"Come!" he said. "You can tell me now."

"I—don't know," whispered Betty, her face hidden. "You—frightened me by being so ready to go away again. I couldn't help wondering if it had been just kindness that prompted you to come to me. It—I suppose it wasn't?" A startled note of interrogation sounded in her voice. She was trembling still.

"Betty, Betty!" he said.

"Forgive me!" she whispered back, "You see, I couldn't have endured that, because I—love you. No, wait; I haven't finished. I want you to know the truth. I've been sacrificing substance to shadow, reality to dreams, all my life—all my life. But that night—the night I took you into my confidence—you opened my eyes. I began to see what I was doing. But I hadn't the courage to tell you so, and it seemed not quite fair to Bobby so I held my peace.
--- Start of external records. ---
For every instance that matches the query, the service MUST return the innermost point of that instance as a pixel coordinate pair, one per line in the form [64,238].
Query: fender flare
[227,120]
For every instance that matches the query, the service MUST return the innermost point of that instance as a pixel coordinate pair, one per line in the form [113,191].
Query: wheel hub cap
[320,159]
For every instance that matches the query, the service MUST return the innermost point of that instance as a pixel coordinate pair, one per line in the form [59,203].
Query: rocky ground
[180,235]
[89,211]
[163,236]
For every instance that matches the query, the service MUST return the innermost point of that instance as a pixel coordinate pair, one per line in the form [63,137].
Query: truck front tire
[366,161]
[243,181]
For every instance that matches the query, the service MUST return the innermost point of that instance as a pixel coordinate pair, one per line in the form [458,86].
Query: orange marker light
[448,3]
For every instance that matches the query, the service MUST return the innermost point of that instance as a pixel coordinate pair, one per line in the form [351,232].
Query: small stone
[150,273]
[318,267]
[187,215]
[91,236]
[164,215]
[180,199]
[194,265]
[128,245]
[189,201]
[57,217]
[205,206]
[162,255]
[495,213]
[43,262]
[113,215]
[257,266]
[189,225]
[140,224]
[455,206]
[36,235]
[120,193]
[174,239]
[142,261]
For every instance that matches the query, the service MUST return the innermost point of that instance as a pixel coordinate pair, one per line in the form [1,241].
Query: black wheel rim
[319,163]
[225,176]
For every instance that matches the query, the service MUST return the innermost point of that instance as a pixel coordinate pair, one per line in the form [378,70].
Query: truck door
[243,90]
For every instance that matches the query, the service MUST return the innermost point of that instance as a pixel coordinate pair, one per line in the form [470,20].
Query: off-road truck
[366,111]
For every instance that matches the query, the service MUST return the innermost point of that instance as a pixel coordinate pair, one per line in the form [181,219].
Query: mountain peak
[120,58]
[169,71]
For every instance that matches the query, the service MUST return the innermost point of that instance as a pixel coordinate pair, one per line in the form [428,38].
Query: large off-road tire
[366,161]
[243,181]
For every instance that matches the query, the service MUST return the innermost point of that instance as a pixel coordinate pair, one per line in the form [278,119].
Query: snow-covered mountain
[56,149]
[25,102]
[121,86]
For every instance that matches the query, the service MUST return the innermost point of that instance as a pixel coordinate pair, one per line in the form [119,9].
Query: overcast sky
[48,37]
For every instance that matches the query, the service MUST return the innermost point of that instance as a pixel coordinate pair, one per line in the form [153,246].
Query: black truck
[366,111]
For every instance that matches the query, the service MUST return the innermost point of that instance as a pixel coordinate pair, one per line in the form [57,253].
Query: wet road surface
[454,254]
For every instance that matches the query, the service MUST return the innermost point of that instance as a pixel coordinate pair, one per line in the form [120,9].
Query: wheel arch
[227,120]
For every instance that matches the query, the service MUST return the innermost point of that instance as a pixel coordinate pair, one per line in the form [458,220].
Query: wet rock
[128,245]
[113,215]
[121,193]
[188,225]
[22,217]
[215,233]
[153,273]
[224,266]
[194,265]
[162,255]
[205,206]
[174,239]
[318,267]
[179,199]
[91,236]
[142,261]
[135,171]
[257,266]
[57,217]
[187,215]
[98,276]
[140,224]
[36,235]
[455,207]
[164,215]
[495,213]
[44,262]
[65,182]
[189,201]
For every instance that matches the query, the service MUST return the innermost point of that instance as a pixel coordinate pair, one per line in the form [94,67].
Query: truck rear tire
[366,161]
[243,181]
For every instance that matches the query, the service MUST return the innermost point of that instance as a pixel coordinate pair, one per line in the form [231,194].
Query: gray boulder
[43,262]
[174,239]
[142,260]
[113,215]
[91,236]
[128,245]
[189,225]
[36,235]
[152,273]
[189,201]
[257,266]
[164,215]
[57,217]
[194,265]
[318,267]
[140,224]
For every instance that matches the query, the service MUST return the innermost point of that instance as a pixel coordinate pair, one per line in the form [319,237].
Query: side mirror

"I let you go. But I knew—I knew before you went—that even if you found him, even if you brought him back, even if he cared for me still, I should have nothing to give him. My feeling for him was just a dream from which I had awakened. Oh, Monty, I was yours even then; and I kept it back. That was why I wanted your forgiveness."

Breathlessly she ended, and in silence he heard her out. He was holding her very closely to him, but his eyes looked beyond her, as though they searched a far horizon.

"Do you understand?" whispered Betty at last.

He moved, and the look in his eyes changed. It was as if the horizon narrowed.

"I understand," he said.

She lifted her face, with a gesture half shy, half confiding.